Gestern war es soweit: Der Goldpreis sprang klar über die Marke von 480 Dollar je Unze (31 Gramm). Das war gleichzeitig ein neues 18-Jahreshoch. Vor allem nach oben schießende US-Inflationsraten treiben Anleger zur Flucht in sichere Sachwerte an.

HB GENF. Obwohl sich der Preis für das Edelmetall in den vergangenen Jahren bereits verdoppelte, sehen manche Experten Gold erst im frühen Stadium eines langfristigen Aufschwungs. Die wichtige Hürde von 500 Dollar gilt den Enthusiasten lediglich als nächste Zwischenstation.

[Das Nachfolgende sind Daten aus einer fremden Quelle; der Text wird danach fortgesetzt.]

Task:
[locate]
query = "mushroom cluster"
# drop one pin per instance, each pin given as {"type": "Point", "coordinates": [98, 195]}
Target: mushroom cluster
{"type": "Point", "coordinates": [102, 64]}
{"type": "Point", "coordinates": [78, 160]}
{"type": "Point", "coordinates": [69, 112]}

Bisher ist das Metall als Anlageobjekt kaum entdeckt. Darauf wies jetzt John Hathaway hin, der in den USA einen bekannten Fonds für Goldminenaktien lenkt. „Wenn die Investoren beim Metall erst zuzugreifen beginnen, wird der Goldpreis vierstellig“, sagt der Amerikaner. Hathaway hat die Statistik auf seiner Seite. Weltweit sind in Finanzwerten rund 70 000 Mrd. Dollar investiert. Fast zwergenhaft nehmen sich dagegen die 1 000 Mrd. Dollar Marktwert der Goldaktien und die 100 Mrd. Dollar an physischem Metall aus.

Die Protagonisten argumentieren aber nicht nur mit dem Status quo. Sie präsentieren auch historische Vergleiche zum Beleg für krasse Untergewichtungen in den Depots. Zu Beginn des Wertpapierbooms Anfang der 80er- Jahre machten die weltweiten Goldbestände knapp 26 Prozent der gesamten Finanzanlagen aus. Bis heute ist diese Quote auf 1,4 Prozent geschrumpft. So gesehen ist Gold relativ zu Finanzwerten sehr billig.

Hinter den Begründungen für den Goldpreisaufschwung schimmert allerdings ein Argument durch, das für viele traditionelle Analysten tabu ist. Hathaway registriert wachsendes Misstrauen gegenüber globalen Ungleichgewichten im Finanzsystem und sinkendes Vertrauen in die etablierten Währungen. Vor allem die explodierende Verschuldung bereitet ihm Kopfschmerzen.